Read More: The 1-Minute Trick to Calming Down Your Nervous System

In-the-moment strategies only go so far. The more powerful work happens between floods, not during them. “There’s not a lot that works in the moment, to be honest,” DiNardo says. “It’s really important to look at this when you’re not in that state—when you’re calm and regulated.” Over time, paying attention to what flooding feels like, and what tends to set it off, can help you start to recognize it sooner. The next time it happens, you may be able to catch it earlier.

The best ways to prevent emotional overwhelm include protecting your sleep, setting limits to avoid chronic overstimulation, and meeting what Dimitriu calls your “basic animal needs”: nutrition, movement, rest, socialization, and time alone. “These non-medical interventions are always the first step in my practice,” he says. "When the foundation is solid, everything else works better.” If you find yourself flooding regularly in response to everyday stressors—not extreme events—consider it a meaningful signal that may point to unresolved trauma or chronic stress. Therapy can help.
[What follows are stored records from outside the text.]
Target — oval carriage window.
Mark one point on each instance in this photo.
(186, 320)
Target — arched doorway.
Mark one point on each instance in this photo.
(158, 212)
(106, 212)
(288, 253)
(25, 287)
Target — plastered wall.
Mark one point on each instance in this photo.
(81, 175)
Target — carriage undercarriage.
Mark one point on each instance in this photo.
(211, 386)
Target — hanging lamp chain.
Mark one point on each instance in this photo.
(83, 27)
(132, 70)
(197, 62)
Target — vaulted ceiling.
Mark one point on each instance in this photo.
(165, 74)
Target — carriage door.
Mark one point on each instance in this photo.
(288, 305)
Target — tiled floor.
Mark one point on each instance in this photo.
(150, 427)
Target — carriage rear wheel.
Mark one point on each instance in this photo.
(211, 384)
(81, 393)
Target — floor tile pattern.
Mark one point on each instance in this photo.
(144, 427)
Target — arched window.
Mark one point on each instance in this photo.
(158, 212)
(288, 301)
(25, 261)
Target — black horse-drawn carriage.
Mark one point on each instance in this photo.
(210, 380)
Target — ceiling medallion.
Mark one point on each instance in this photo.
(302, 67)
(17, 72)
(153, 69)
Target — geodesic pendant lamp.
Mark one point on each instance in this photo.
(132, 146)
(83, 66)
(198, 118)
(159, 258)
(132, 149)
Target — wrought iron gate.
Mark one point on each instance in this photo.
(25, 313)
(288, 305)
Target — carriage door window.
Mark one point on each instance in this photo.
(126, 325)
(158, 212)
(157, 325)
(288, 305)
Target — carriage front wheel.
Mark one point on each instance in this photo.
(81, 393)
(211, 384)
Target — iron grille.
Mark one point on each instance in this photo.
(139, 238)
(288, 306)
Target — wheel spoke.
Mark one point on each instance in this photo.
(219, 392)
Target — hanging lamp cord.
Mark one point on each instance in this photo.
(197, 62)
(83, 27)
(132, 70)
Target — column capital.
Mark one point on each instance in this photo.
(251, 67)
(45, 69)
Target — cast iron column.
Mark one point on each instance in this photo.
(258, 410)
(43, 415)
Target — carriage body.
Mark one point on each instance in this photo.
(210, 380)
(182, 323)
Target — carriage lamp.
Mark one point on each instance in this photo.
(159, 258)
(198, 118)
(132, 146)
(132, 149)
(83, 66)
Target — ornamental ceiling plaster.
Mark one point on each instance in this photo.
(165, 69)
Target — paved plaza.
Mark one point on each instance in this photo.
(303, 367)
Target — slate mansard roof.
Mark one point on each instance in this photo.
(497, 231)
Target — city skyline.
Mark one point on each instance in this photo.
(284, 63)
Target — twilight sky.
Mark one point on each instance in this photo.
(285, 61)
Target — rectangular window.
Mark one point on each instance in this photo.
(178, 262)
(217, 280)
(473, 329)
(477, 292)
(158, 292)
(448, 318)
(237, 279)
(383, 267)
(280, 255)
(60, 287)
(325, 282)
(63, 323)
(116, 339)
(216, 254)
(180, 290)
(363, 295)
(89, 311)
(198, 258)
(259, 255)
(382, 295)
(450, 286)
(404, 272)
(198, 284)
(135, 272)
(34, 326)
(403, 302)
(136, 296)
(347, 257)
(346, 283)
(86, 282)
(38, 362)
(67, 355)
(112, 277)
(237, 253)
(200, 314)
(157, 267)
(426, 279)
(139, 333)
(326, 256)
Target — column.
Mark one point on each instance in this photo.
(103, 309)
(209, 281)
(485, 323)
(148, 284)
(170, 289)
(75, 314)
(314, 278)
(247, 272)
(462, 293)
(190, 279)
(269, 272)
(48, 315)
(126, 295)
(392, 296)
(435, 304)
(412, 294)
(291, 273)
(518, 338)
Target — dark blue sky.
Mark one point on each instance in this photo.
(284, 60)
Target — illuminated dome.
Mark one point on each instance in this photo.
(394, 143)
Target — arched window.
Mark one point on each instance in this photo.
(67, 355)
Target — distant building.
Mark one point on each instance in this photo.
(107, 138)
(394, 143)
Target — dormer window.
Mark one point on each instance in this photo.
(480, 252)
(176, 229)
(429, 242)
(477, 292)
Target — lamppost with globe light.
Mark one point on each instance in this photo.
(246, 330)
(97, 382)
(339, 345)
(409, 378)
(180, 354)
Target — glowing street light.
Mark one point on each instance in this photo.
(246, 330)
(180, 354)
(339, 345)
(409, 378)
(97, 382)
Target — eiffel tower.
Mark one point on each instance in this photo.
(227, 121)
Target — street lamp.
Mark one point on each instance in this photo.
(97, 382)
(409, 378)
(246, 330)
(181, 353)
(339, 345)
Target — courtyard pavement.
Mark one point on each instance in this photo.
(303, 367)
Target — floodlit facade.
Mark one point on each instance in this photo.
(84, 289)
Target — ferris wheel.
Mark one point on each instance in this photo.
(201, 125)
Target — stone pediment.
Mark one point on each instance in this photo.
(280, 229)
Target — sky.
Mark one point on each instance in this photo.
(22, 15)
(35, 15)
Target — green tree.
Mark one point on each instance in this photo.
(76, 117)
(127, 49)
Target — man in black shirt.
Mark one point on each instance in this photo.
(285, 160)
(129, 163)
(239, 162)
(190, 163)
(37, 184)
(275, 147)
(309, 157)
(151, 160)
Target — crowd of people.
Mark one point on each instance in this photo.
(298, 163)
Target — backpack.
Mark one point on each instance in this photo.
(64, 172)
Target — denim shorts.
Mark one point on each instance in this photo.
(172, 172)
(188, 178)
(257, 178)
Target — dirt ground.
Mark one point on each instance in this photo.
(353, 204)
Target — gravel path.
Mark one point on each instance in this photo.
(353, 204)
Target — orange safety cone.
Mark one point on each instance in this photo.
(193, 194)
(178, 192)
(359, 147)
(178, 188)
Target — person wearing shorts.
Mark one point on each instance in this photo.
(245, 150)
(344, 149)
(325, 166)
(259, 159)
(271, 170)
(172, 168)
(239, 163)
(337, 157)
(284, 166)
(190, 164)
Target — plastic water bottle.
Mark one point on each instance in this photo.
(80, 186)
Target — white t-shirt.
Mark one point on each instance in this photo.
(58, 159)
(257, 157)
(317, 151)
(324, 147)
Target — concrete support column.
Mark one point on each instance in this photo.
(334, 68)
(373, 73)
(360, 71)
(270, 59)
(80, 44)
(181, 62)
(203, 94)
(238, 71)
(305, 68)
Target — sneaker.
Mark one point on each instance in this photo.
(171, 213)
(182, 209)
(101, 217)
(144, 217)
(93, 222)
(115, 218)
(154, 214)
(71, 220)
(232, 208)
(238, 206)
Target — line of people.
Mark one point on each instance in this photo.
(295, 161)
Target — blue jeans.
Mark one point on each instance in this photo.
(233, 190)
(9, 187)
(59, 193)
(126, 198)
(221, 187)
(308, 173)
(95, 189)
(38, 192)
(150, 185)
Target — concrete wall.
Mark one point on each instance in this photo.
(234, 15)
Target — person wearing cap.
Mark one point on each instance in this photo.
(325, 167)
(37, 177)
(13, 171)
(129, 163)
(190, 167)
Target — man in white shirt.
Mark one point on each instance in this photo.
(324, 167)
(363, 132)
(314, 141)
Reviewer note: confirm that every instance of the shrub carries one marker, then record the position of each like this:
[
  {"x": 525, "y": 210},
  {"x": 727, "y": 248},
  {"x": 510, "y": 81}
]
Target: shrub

How to support a loved one

Getting swept up in someone else’s emotional flood is its own challenging experience—and most instinctive responses make things worse, not better. “It’s frightening,” DiNardo says. “People are scared. They don’t understand.” Trying to reason with someone who’s flooding, defending yourself, or escalating in return will likely go nowhere. Once someone is flooded, she notes, they’re essentially unreachable until their nervous system settles.

If you’ve previously talked with your loved one about their tendency to flood, it’s OK to gently name what you’re seeing. Say something like, “You seem a little overwhelmed,” Morton suggests, and then give them space. “Just say, ‘I’m going to give you a minute. Let me know when you feel better.’” If you think you may have contributed to the situation, a brief, non-defensive acknowledgment can help. What shouldn’t you do? Offer coping strategies unless they’re explicitly asked for. “That could just make it worse,” Morton says.

Read More: The Worst Things to Say to Someone With Anxiety—And What to Say Instead

Remember, too, that flooding isn’t a character flaw or a sign that something is permanently broken. It’s your body doing what it’s designed to do—responding to a perceived threat, even if that threat isn’t actually dangerous. “Everyone’s capable of being flooded,” Jordan says. “We’ve all had this experience.”